Muis mengunyah satu goreng ubi lagi. Dalam pikirannya terbayang sosok Aji Santoso. Seorang teman yang akan menyambutnya selepas tiba di Malang nanti. Lima bulan yang lalu, ia kenal Aji di Facebook. Pemuda asal Malang yang kebetulan seorang mahasiswa juga di Universitas XXX, jurusan DKV dan sudah semester tiga. Tadinya, ia tak berniat berteman. Biasanya, orang Minang seperti dirinya tak akan cocok dengan arek Malang.
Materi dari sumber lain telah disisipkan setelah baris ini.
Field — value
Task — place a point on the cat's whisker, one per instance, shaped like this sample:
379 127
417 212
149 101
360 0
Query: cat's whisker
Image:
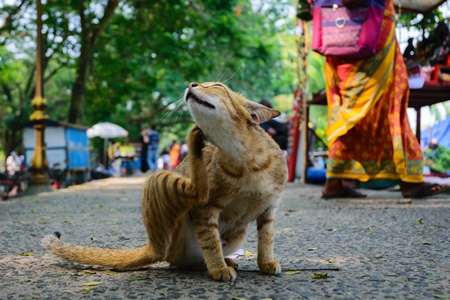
172 111
223 74
234 72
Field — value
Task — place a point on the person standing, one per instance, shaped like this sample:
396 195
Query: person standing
174 153
152 151
144 148
368 130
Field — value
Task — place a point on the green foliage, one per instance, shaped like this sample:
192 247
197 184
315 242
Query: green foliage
148 53
438 158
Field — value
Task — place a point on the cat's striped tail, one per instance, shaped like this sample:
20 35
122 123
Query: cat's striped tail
106 257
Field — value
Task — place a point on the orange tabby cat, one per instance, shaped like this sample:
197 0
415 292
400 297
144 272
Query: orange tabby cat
200 212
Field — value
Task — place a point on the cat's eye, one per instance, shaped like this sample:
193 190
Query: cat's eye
216 84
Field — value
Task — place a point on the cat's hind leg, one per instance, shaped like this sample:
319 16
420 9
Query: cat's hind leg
266 228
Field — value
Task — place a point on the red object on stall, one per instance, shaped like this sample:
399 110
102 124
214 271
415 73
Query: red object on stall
294 134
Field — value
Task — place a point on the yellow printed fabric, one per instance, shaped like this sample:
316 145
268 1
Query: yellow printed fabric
368 131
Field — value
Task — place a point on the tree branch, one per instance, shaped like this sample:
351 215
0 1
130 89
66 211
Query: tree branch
107 16
9 18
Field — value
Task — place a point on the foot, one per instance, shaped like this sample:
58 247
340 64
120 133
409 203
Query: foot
422 190
334 188
223 274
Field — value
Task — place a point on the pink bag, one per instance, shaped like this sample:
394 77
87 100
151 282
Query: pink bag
347 33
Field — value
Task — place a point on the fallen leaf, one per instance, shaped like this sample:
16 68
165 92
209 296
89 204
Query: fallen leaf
320 275
248 253
139 277
291 272
92 283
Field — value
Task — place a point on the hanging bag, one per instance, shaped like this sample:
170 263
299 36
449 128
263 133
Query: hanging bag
347 33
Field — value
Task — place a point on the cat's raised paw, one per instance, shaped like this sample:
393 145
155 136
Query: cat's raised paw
271 267
223 274
196 140
231 263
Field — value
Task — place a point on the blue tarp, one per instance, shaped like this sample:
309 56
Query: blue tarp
440 131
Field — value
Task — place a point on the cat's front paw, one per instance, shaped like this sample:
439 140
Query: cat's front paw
196 140
271 267
223 274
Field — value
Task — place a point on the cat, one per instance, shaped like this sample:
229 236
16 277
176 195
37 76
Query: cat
199 213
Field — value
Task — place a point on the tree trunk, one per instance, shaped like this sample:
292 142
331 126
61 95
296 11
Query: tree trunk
89 37
79 88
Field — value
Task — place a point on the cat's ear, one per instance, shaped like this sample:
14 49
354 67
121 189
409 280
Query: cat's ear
260 113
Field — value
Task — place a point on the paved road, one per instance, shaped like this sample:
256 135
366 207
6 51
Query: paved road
376 248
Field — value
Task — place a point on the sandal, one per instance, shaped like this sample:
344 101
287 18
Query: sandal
426 191
347 193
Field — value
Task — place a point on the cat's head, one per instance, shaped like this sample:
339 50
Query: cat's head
214 104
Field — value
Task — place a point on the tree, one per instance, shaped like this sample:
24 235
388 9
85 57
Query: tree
101 53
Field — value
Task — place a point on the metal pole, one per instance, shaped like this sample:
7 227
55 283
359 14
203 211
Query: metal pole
39 164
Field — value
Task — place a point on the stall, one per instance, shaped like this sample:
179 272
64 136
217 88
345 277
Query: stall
430 93
67 149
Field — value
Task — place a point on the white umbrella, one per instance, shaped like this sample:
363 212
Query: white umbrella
106 130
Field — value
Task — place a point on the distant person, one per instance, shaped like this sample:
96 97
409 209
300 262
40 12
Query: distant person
183 151
174 153
165 156
433 154
152 150
13 163
277 130
369 135
144 148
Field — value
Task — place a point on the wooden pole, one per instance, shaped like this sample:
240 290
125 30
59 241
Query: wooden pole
39 164
304 112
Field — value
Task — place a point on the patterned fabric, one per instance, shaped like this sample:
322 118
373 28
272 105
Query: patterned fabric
368 131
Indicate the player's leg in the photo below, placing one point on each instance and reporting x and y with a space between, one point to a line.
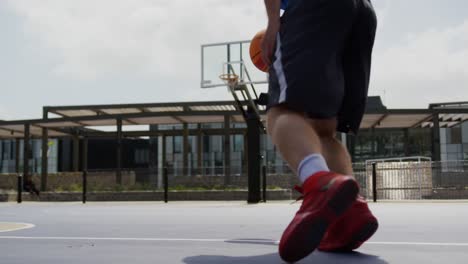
292 135
334 152
326 194
307 79
358 224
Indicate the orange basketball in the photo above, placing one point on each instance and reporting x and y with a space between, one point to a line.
256 51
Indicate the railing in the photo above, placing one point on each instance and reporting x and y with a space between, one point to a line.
390 179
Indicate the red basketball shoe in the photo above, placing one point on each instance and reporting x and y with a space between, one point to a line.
327 195
351 230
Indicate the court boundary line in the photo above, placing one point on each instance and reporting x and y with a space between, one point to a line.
150 239
25 226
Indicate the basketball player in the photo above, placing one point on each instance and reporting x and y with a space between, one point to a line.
319 52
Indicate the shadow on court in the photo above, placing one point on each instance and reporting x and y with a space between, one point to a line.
316 257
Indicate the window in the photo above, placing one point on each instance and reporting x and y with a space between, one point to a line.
178 144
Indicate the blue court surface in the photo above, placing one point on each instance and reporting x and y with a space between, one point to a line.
216 232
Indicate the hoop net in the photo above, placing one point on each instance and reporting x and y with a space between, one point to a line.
230 79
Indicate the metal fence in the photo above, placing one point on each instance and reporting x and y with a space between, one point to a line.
412 178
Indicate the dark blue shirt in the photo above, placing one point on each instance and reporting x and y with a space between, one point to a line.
284 4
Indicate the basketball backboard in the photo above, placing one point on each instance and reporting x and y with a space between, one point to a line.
228 57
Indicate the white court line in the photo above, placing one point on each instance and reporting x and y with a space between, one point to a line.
222 240
22 226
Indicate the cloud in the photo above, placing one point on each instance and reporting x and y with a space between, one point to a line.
427 67
91 39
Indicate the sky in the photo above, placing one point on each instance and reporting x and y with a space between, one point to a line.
70 52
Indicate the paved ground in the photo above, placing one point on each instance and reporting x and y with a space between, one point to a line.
215 232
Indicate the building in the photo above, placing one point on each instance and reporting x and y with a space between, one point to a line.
208 138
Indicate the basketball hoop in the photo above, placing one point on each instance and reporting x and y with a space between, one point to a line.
230 79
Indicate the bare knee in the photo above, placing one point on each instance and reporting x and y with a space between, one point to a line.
277 115
325 128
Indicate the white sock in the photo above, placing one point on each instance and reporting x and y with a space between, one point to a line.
311 165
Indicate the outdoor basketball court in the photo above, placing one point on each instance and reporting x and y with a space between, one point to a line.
215 232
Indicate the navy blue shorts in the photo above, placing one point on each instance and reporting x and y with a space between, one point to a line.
321 66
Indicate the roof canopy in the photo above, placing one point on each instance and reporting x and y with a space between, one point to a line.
71 117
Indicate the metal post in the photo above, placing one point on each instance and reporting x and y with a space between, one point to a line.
253 157
76 153
44 158
45 151
264 182
20 188
374 181
17 156
227 151
436 156
166 183
119 152
85 168
26 152
200 150
185 150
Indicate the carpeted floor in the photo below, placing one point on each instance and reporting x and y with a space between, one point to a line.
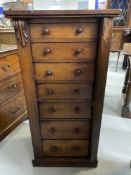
115 140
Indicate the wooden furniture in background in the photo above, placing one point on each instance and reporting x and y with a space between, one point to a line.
7 36
126 92
122 25
12 100
64 77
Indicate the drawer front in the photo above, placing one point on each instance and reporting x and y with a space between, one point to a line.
65 129
9 65
64 51
75 109
10 87
61 31
64 91
11 110
74 148
64 71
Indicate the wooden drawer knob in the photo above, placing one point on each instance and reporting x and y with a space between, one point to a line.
79 30
16 110
76 148
54 149
52 130
48 73
50 92
77 92
76 131
11 86
5 67
78 72
78 51
51 109
46 31
47 51
76 109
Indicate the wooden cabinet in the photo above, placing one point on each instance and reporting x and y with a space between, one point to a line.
12 100
7 36
64 60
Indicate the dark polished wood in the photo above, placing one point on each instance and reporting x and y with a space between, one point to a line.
12 100
64 59
60 148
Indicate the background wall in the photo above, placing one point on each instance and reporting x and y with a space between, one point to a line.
64 4
60 4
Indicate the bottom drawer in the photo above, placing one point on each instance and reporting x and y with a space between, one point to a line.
74 148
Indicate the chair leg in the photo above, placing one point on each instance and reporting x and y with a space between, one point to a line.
117 60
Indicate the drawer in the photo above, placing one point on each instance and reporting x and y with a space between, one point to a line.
64 71
64 51
67 129
9 65
74 148
10 87
11 110
64 91
68 109
61 31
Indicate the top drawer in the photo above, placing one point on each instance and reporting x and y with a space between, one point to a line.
61 31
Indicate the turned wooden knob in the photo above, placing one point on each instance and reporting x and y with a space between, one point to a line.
47 51
49 92
51 109
15 111
79 30
11 86
48 73
76 109
46 31
52 130
78 72
76 148
76 131
54 148
5 67
78 51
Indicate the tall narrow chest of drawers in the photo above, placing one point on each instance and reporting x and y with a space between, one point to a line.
64 59
12 100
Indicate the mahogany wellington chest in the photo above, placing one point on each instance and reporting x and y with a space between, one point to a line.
12 99
64 60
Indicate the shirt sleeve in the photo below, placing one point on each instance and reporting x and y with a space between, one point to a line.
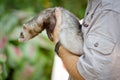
100 39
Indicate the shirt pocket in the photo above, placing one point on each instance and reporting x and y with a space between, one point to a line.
99 44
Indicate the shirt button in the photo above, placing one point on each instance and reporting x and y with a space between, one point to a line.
96 45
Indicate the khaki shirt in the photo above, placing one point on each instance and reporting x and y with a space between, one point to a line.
101 31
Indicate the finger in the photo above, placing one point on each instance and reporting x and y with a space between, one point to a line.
58 15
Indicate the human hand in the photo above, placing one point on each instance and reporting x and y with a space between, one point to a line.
56 31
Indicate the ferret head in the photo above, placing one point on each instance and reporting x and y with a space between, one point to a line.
45 20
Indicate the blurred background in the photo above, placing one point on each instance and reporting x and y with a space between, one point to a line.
32 60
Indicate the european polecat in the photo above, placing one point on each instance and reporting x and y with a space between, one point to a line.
70 35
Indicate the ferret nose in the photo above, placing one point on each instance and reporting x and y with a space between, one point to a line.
21 35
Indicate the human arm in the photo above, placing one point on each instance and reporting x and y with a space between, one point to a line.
69 59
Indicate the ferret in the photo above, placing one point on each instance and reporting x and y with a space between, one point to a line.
70 35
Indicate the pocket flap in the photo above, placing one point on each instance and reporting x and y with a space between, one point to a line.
100 44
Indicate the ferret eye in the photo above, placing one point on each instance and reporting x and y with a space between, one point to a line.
21 35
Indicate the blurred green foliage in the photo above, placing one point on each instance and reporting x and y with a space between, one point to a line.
31 60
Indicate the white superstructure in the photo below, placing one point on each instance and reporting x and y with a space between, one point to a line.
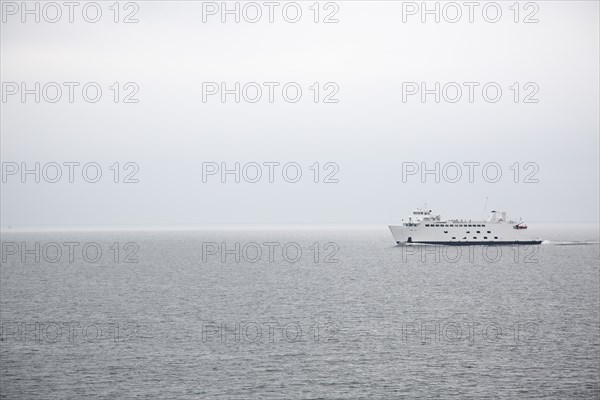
424 227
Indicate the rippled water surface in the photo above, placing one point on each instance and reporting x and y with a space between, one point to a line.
303 313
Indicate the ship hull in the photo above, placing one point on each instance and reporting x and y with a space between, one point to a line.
462 234
475 243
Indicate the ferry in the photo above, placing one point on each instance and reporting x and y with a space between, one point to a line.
423 227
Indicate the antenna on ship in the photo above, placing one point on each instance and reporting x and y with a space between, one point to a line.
484 208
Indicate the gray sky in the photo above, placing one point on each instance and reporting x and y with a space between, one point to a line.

Belum lagi kadang-kadang Aji suka bicara pakai bahasa Jawa. Ia tak mengerti. Namun, entah mengapa seiring berjalannya waktu ia merasa cocok dengan arek Malang itu. Sangat asyik diajak mengobrol. Lucu dan kocak. Sama-sama hobi nge-game dan Wibu-an. Selain memang keinginan sendiri untuk kuliah di Malang, Aji juga lah yang memotivasinya untuk masuk jurusan DKV saja. Nanti, bakal dibimbing dan diarahkan. Ia bilang pada Muis bahwa Malang itu kota pelajar. Tinggal di sana bikin betah sebab kotanya indah dan ramai. “Ya, sebelas dua belas sama Jogja.” Ucap Aji pada Muis kala itu di telepon. Ia mengangguk. Tak sabar ingin membuktikan kebenaran kata-kata Aji.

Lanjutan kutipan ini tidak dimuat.